As a spatial concept, interior opposes exterior. What’s inside has been closed, protected or put away. It can lie near or far from the observer, but it’s always separated via a limit, a division, or at least, a difference in lighting.
Inside the exhibition hall at MAMBA and just in front of the entrance hangs the work of Jorge Miño. They are pictures of solid industrial buildings, always empty architectural structures, whose bare lines incarnate the rational, linear thought of design and engineering. On the frontier between the interior and the exterior, the solid and the liquid, the real and the imaginary, the soft contrast of opaque silver and black accentuates these geometric images.
The series De Vuelta a Casa (Back Home) by Herrera, occupying an entire wall, depicts the small details in the living rooms of private houses, which can be imagined, given the clues, as family homes. While the inhabitants remain outside the frame, the objects and the walls of the background indicate which things the owner values and prefers. A certain order exists in these pictures too, as amateur as they look, probably lit by a built-in camera flash and with lines that tend to twist. In Herrera’s images, though, there’s no extant geometric rationalism, but rather a private, internal sense of organization that follows its own logic instead of representing a universal value. The images form irregularly interrupted lines on the wall; they leave abrupt blank spaces, following a mysterious logic.
Goldenstein’s interiors, on the other hand, reveal the details of exhibition spaces in Argentine museums — images of exposed works and the architecture around them. The photographic paper doesn’t distinguish one from the other. Those places have expressly been built for the contemplation of the observer, tidily arranged and lit, and they look like a controlled environment. Nevertheless, both in these images and in Herrera’s pictures, where chance can play a more decisive role, objects seem on the edge of getting a life of their own and of threatening to make their own decisions.

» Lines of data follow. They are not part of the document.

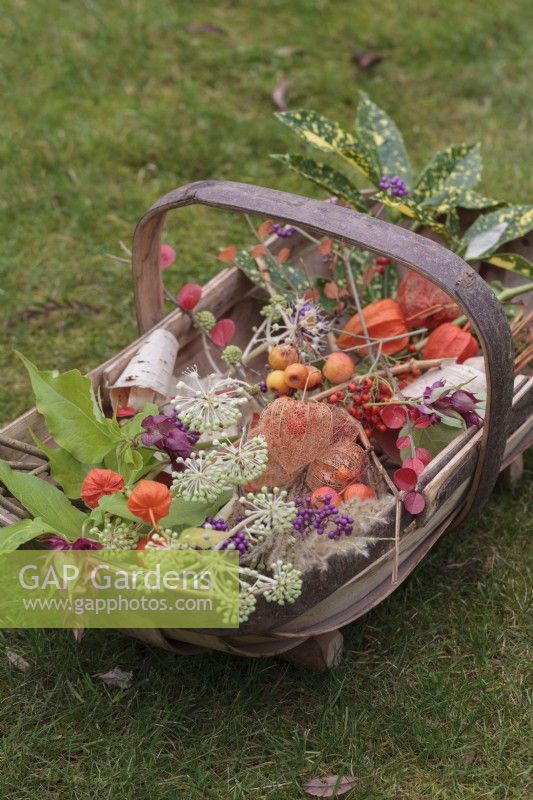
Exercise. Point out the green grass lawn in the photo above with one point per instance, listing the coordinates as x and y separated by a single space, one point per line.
106 105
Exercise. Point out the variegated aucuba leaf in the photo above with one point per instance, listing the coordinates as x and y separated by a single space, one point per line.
381 141
491 230
513 262
326 134
327 178
407 206
448 175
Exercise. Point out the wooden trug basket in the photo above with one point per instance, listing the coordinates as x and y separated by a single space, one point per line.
456 483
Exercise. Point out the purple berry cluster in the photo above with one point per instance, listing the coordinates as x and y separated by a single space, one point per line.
315 520
284 232
170 435
394 184
236 542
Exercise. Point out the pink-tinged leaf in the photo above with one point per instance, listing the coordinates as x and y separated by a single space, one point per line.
405 479
393 416
403 442
258 251
223 332
330 786
415 464
167 256
265 229
189 296
414 503
228 254
424 455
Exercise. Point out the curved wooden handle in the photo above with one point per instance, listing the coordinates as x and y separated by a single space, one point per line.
422 255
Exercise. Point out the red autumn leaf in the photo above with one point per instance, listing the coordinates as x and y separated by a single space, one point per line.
283 255
424 455
228 254
403 442
325 247
414 503
223 332
405 478
393 416
189 296
415 464
265 229
258 251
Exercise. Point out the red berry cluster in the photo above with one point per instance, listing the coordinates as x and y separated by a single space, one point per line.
358 399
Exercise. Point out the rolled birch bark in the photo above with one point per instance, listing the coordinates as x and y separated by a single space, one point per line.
149 377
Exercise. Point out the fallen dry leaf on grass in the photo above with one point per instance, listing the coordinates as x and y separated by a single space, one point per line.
366 60
330 786
116 677
18 661
204 27
278 95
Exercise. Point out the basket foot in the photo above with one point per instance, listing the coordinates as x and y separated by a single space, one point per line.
320 652
512 474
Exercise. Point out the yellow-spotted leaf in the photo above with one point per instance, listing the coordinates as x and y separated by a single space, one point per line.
491 230
408 207
513 262
381 141
327 135
327 178
449 174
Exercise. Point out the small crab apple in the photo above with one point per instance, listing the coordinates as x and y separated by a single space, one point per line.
296 375
314 377
323 493
358 491
282 355
276 382
339 367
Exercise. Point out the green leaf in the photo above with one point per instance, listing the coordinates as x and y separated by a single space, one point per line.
381 140
327 178
117 504
471 199
43 500
68 404
12 536
285 277
327 135
448 176
64 468
491 230
512 261
435 438
410 209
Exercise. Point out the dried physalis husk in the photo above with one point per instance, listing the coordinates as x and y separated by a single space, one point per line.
342 463
295 431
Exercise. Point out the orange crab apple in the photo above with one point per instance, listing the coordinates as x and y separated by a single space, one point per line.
319 496
276 381
339 367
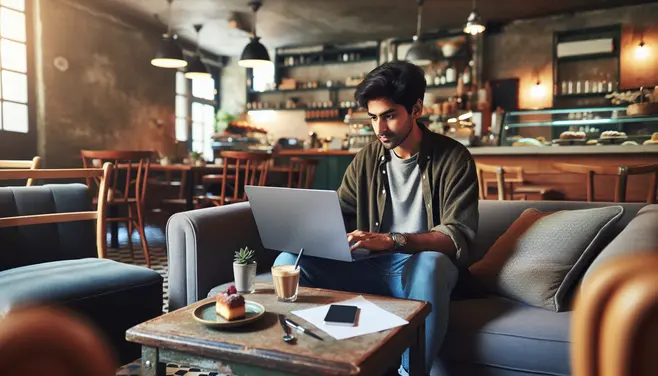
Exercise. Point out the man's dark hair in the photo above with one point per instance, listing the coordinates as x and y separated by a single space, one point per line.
400 81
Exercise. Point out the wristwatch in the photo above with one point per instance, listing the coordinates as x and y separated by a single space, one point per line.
399 240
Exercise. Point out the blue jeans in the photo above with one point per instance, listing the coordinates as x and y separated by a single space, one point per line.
426 276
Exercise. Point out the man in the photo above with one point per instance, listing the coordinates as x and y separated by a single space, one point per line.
411 191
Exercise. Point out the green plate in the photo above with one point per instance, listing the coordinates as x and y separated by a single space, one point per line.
206 315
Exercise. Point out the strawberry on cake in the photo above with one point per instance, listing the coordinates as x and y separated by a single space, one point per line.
230 305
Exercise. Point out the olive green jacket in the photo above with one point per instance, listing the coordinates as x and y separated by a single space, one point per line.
449 185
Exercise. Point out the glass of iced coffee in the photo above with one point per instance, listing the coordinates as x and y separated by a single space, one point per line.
286 282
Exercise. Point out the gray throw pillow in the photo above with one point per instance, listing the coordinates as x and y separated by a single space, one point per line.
542 262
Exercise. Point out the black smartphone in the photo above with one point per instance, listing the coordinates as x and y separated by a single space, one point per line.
342 315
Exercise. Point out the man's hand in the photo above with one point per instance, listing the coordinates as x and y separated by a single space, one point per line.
370 240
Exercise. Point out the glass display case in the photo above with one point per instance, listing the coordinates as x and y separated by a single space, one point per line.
576 126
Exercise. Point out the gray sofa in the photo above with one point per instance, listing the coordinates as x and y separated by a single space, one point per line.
487 335
57 264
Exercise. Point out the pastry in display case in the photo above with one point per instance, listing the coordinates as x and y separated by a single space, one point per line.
577 126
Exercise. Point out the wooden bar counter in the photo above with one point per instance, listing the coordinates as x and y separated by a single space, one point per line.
537 164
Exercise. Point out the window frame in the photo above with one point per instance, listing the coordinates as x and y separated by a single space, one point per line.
28 13
190 99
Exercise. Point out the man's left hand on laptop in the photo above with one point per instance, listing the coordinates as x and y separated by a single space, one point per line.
371 241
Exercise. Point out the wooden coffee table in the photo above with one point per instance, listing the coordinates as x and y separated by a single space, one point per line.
258 348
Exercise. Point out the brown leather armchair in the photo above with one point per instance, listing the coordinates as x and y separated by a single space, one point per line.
615 321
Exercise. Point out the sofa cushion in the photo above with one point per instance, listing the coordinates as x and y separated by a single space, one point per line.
264 277
502 333
113 296
27 245
70 280
541 257
639 236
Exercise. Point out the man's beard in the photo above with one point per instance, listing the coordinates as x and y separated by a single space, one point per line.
394 139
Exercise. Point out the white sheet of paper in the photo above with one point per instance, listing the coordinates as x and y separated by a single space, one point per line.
372 319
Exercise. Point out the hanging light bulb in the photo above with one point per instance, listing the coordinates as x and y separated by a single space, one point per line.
254 54
421 53
537 91
196 69
169 54
474 24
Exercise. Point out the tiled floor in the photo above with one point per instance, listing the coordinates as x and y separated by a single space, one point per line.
158 256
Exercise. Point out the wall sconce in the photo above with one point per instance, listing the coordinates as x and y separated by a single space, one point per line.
641 51
538 90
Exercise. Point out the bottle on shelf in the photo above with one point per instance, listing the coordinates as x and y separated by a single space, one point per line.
451 74
466 76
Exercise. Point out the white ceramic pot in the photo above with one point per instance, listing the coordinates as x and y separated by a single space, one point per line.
245 277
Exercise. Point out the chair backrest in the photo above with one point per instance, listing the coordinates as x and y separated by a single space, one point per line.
615 319
130 174
255 166
499 172
61 217
33 164
621 173
305 170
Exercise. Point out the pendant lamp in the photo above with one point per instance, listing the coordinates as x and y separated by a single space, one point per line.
474 24
196 69
169 55
421 52
254 54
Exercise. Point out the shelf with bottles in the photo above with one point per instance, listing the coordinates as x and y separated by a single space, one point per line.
294 104
585 88
292 57
312 87
333 114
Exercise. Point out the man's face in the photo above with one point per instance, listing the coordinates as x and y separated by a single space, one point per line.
391 122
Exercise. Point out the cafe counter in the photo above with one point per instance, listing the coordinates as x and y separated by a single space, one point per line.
536 161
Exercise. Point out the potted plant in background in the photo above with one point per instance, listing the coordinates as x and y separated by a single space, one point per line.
244 270
222 121
197 159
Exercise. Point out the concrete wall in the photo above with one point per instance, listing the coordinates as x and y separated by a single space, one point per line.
524 49
96 85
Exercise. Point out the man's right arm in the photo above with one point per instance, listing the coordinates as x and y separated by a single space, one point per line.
347 195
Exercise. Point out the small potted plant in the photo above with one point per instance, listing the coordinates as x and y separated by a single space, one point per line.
197 159
244 270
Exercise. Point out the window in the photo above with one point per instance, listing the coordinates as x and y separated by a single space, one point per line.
13 67
195 111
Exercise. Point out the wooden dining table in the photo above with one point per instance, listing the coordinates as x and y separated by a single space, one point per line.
192 171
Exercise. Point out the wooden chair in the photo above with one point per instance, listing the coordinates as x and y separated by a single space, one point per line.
32 165
99 215
40 341
621 173
517 183
615 319
305 170
255 166
127 187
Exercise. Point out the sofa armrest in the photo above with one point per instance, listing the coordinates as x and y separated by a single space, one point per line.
638 237
201 244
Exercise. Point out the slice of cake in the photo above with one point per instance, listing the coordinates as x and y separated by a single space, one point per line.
230 305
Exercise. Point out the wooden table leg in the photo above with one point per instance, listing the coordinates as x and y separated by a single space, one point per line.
151 365
417 353
113 212
189 190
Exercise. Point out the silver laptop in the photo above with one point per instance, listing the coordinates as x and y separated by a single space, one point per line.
289 219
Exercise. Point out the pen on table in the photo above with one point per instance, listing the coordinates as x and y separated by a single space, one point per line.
301 329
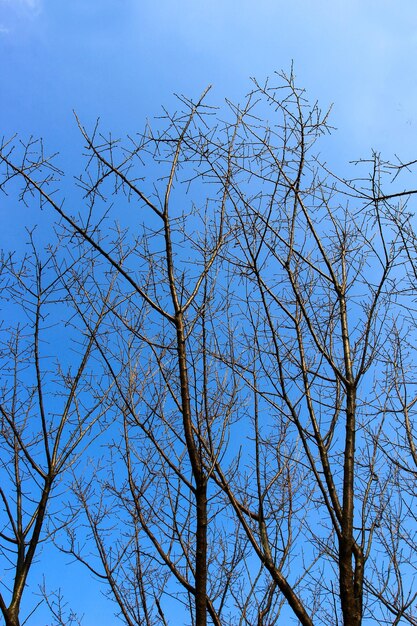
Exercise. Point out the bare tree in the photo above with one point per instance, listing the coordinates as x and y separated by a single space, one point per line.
51 407
256 343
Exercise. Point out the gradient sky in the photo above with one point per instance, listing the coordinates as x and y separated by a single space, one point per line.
122 59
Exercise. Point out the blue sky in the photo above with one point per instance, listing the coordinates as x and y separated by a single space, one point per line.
122 59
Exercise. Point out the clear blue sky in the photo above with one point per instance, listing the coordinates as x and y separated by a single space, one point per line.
122 59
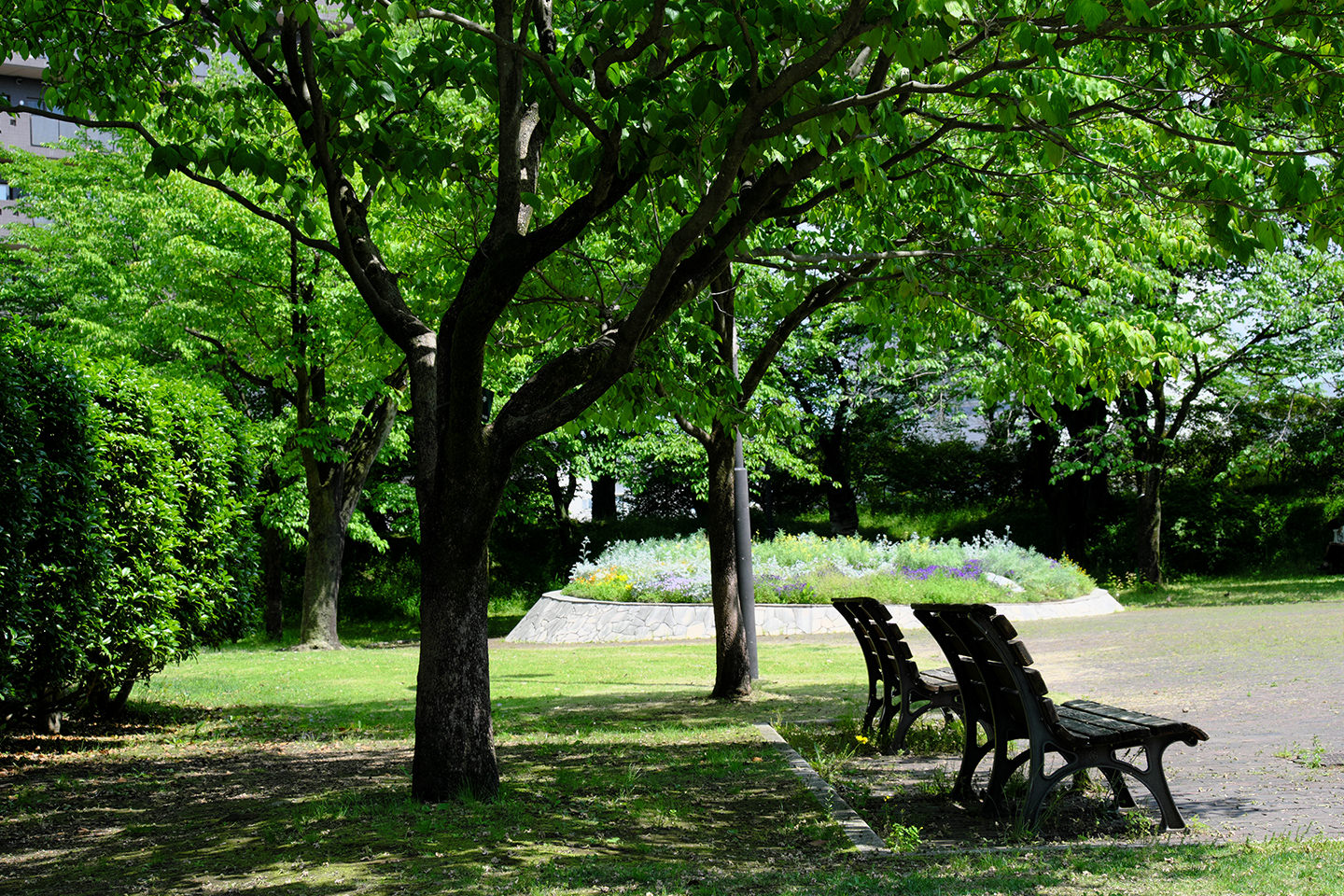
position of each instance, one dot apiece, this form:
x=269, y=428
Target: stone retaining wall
x=558, y=618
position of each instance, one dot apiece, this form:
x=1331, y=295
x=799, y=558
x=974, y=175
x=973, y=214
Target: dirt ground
x=1267, y=682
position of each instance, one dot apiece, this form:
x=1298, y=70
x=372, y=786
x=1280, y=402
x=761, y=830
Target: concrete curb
x=864, y=840
x=558, y=618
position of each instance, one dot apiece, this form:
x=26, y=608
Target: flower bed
x=806, y=568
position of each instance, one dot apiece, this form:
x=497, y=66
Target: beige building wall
x=21, y=83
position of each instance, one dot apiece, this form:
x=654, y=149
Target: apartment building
x=21, y=85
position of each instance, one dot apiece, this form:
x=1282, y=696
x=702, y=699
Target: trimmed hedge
x=52, y=546
x=131, y=541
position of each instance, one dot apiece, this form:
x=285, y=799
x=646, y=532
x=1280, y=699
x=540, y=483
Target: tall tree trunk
x=323, y=565
x=273, y=581
x=333, y=491
x=455, y=739
x=1149, y=547
x=733, y=666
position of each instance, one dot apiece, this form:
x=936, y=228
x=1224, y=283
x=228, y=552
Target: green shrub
x=177, y=486
x=128, y=538
x=52, y=553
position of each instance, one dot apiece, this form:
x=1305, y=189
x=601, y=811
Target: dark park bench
x=895, y=684
x=1005, y=696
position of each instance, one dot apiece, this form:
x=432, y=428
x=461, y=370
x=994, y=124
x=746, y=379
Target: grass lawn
x=1216, y=592
x=287, y=773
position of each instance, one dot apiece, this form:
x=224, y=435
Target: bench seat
x=1004, y=697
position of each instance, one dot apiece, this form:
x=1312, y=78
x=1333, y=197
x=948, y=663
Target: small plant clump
x=808, y=568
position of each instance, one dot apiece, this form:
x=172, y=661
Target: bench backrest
x=992, y=665
x=883, y=644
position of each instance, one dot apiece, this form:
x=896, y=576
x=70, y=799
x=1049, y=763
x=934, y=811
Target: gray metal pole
x=746, y=581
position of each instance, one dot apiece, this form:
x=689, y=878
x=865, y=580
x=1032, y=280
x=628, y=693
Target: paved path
x=1261, y=679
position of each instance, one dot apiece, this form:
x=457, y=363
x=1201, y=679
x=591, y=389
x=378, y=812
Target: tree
x=691, y=134
x=171, y=273
x=1254, y=332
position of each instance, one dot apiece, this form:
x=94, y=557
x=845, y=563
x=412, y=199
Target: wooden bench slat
x=1005, y=696
x=895, y=684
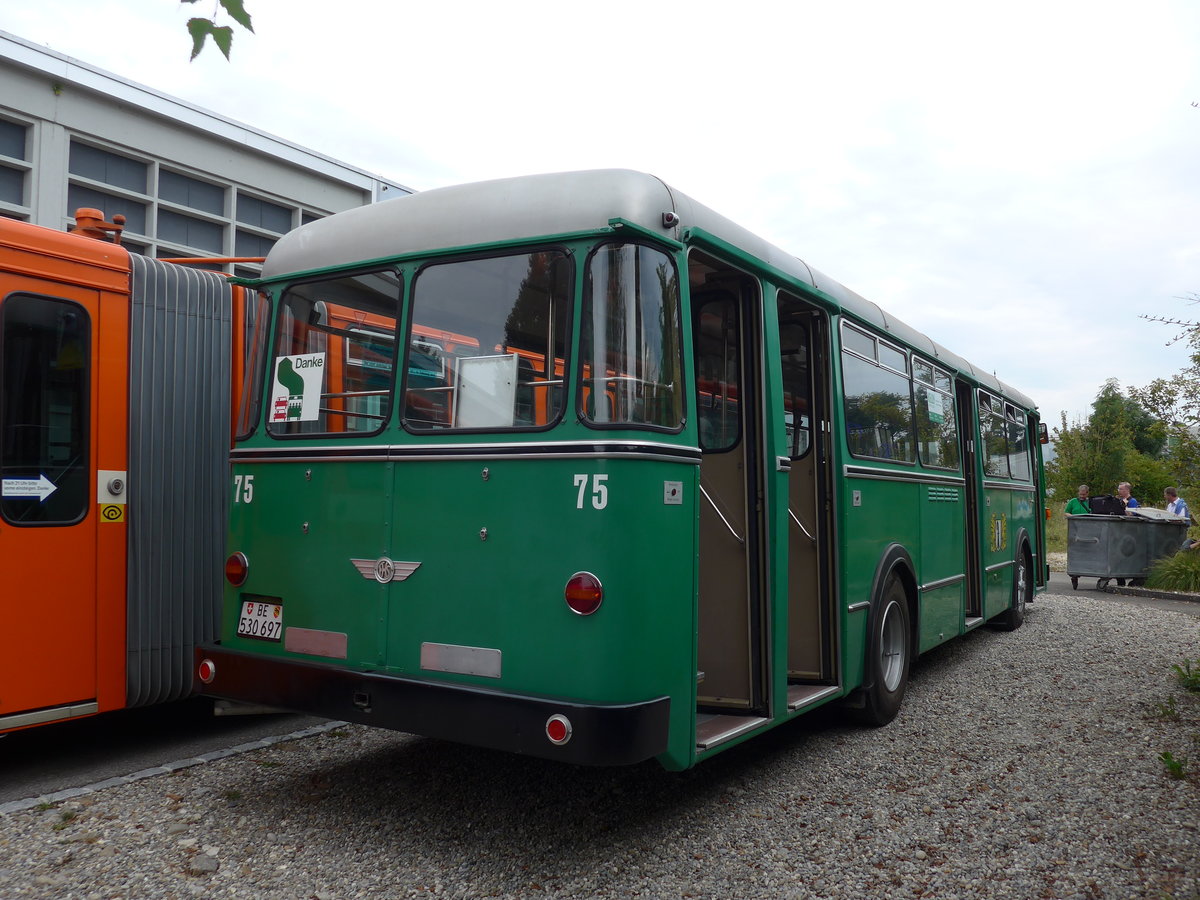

In front of Miño’s photos, the circle closes with the photos of Raúl Flores, shot under the different beds where he slept for a year and that later became the series En Tránsito (In Transit). The site of resting and dreams, the bed paradigmatically represents the idea of interior in the sense of intimacy. Flores’ pictures spy under this always covered space where light doesn’t reach. Sometimes empty, other things hide away from the field of vision. His camera peeps, spies, but it doesn’t light up. It observes, without judging, a space made by chance, not intended to be viewed or discovered.
It would be strange, though fascinating, to find these photos in the pages of a newspaper or magazine because, contrary to what pictures do in the mainstream media, the images from Interiores don’t intend to go out and find reality to document, or to illustrate the news. They seem to register moments, external apparences that refer to private seclusion, to internal thinking and the forms it can take in the details, sometimes minimal, of the surrounding, often tyrannically organized world.